Hack 52 Scraping Amazon.com Product Reviews

While Amazon.com has made some reviews available through their Web Services API, most are available only at the Amazon.com web site, requiring a little screen scraping to grab them .

If you've written a book called Spidering Hacks and you're interested to hear what people are saying about it, you could run off to Amazon.com each and every day to check out the reviews. Well, you certainly could, but you wouldn't, else you'd deserve every bad comment that came your way. Here's a way to integrate Amazon.com reviews with your web site. Unlike linking or monitoringreviews for changes , this puts the entire text of Amazon.com reviews into your own pages.
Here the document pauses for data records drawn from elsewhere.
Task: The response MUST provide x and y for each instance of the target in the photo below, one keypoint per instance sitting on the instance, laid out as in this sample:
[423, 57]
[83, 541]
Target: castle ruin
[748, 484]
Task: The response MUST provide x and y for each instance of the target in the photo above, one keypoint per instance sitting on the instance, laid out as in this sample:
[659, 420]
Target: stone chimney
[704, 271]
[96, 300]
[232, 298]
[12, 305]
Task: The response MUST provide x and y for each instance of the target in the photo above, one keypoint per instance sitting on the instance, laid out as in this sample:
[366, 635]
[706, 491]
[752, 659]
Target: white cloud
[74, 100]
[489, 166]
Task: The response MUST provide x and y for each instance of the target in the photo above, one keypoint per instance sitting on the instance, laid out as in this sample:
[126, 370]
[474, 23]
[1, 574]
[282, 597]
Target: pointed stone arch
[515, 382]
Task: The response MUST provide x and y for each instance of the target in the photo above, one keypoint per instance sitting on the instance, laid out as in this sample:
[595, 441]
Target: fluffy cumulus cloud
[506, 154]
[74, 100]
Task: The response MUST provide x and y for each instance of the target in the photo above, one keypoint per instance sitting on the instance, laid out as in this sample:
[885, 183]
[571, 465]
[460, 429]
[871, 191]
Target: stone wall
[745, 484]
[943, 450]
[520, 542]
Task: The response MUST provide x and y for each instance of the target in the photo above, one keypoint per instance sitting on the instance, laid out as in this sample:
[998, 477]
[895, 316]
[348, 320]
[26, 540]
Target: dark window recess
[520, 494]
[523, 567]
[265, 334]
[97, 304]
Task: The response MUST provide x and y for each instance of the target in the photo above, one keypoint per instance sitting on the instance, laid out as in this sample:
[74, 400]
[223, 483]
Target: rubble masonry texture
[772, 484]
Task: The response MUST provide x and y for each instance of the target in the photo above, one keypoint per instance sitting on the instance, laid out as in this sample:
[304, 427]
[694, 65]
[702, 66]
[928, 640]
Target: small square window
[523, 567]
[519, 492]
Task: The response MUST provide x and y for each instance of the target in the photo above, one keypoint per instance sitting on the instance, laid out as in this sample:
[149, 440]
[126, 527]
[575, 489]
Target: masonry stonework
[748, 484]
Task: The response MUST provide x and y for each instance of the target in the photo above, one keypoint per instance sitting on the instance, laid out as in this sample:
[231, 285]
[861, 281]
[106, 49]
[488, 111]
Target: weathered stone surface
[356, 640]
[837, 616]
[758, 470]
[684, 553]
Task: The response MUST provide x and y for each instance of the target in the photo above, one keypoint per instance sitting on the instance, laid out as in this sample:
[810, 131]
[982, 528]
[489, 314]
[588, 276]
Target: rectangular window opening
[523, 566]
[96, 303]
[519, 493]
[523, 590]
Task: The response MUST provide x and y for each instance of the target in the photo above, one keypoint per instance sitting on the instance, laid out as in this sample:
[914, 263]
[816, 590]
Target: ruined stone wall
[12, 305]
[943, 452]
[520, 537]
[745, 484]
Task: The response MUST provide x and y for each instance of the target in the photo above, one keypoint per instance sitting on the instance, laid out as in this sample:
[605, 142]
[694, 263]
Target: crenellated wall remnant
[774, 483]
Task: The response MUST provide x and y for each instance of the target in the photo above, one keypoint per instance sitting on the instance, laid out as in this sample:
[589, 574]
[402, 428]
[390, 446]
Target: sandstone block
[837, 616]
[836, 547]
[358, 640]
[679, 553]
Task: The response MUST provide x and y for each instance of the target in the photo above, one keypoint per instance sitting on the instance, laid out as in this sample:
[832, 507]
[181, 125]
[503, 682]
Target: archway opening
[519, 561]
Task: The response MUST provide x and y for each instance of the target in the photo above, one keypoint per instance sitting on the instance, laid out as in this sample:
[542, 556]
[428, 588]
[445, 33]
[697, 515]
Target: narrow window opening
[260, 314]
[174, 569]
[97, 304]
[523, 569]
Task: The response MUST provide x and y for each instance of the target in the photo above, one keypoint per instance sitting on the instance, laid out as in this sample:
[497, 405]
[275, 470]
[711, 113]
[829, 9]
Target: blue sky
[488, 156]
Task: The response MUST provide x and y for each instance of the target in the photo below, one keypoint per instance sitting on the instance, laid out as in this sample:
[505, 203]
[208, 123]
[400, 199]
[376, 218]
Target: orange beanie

The easiest and most reliable way to access customer reviews programmatically is through Amazon.com's Web Services API. Unfortunately, the API gives only a small window to the larger number of reviews available. An API query for the book Cluetrain Manifesto , for example, includes only three user reviews. If you visit the reviewpage for that book, though, you'll find 128 reviews. To dig deeper into the reviews available on Amazon.com and use all of them on your own web site, you'll need to spelunk a bit further into scripting.

The Code

This Perl script builds a URL to the review page for a given ASIN, uses regular expressions to find the reviews, and breaks the review into its pieces: rating, title, date, reviewer, and the text of the review.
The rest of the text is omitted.